By Pablo Bachelet
WASHINGTON, Oct 23 (Reuters) - Defying a White House veto threat, the U.S. Senate on Thursday approved a measure that eliminates funding to enforce a travel ban to communist Cuba.
The approval came in a voice vote after Senators voted 59-36 to overcome a procedural motion that would have effectively killed the initiative.
Supporters of the funding block said the long-standing U.S. travel ban had failed to oust Cuban President Fidel Castro and was unfair to Americans, who can travel to North Korea but not Cuba.
“For 40 years we’ve said ‘sanctions,’ and for 40 years it hasn’t worked,” said Sen. Mike Enzi, a Wyoming Republican, one of six bipartisan co-sponsors of the measure.
The Senate vote is significant because supporters of the travel ban had managed previously managed to prevent the funding measure from coming to a vote in the Senate. The House of Representative passed an identical amendment on Sept. 9, by a 227-188 vote.
“A very strong majority of the Senate supports the freedom of Americans to travel to Cuba and supports engagement as a best way to bring democratic reform to Cuba,” said Jody Frisch, a director of U.S. Engage, which worked to lift the ban.
Only a restricted group of U.S. citizens, which includes members of Congress, business leaders and journalists, can travel legally to Cuba, though tens of thousands more do so through Canada and Mexico.

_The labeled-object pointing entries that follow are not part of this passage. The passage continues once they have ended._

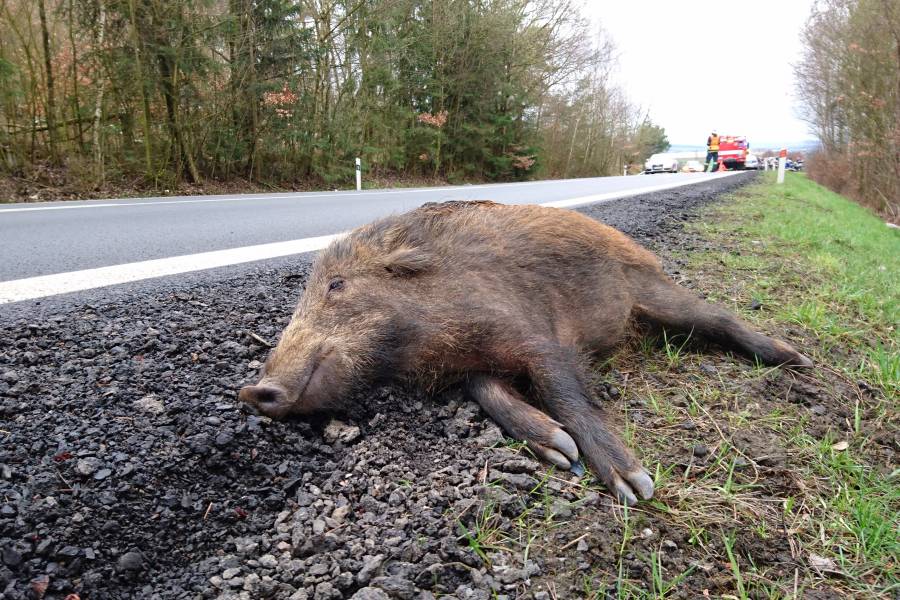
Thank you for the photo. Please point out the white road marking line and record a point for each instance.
(77, 281)
(598, 198)
(286, 196)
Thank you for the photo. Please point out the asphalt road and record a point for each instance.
(39, 240)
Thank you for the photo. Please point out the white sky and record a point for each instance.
(696, 66)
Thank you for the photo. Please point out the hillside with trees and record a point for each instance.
(849, 83)
(149, 95)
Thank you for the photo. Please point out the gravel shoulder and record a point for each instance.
(127, 469)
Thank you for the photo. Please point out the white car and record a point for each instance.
(660, 163)
(693, 166)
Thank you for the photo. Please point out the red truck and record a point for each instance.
(733, 150)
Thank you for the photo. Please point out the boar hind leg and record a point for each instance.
(561, 387)
(523, 421)
(662, 302)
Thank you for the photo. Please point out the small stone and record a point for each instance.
(340, 513)
(268, 561)
(708, 368)
(87, 466)
(131, 561)
(11, 558)
(369, 593)
(150, 404)
(69, 552)
(371, 564)
(340, 431)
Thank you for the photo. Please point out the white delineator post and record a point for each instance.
(782, 159)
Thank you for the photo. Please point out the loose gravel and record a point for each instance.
(128, 469)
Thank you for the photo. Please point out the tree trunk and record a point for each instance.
(142, 86)
(167, 74)
(98, 104)
(76, 101)
(51, 100)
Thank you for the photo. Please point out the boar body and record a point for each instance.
(503, 298)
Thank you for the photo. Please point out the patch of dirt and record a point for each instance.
(128, 470)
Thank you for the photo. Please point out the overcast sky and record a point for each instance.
(702, 65)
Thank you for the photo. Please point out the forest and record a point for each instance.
(100, 95)
(849, 83)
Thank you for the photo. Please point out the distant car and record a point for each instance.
(660, 163)
(693, 166)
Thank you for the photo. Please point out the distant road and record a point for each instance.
(59, 247)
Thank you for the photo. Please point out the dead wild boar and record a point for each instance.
(502, 298)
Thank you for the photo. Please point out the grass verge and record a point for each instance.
(770, 483)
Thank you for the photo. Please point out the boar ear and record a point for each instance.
(406, 261)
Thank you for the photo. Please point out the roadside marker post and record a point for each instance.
(782, 159)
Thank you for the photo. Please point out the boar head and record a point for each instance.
(357, 318)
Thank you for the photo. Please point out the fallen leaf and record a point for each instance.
(821, 563)
(39, 586)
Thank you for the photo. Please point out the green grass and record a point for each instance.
(780, 487)
(830, 265)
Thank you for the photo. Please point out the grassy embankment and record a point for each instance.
(770, 484)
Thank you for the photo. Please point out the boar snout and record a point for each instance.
(269, 399)
(281, 392)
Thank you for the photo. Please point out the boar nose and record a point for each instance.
(263, 395)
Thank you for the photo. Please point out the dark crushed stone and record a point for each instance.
(129, 470)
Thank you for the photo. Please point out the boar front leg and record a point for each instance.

President George W. Bush has taken a firm stance on the Cuba travel ban, announcing on Oct. 10 he had instructed officials to toughen enforcement.
Addressing a group of Cuban exiles from Miami, whose votes are crucial in the 2004 presidential elections, Bush said: “The Castro regime will not change by its own choice. But Cuba must change.”
The White House argues that travelers are herded into tourist enclaves, with minimal contact with locals, and their dollars used to prop up a dictatorship.
Travel ban opponents say the fact that both houses of Congress have the same language makes it harder to strip out the measure, an amendment included in a larger Transportation and Treasury appropriation bill, once it goes to conference committee.
The White House has vowed to veto the overall spending bill if it contains language on Cuba.
Sen. Byron Dorgan, a North Dakota Democrat and one of the amendment’s sponsors, said the administration should focus on catching terrorists, not travelers. He cited a Homeland Security Department memo which said it would use “intelligence and investigative resources” to identify travelers to Cuba.
“That’s Byzantine. It makes no sense,” Dorgan said during the debate on the Senate floor.
A determined group of lobbyists have been trying to get Congress to chip away at the travel ban. On Sunday, a group of travel executives met with Castro, who thanked them for their efforts to get the ban overturned.
Cuba expects as many as 1 million American visitors in the first year after the ban ends.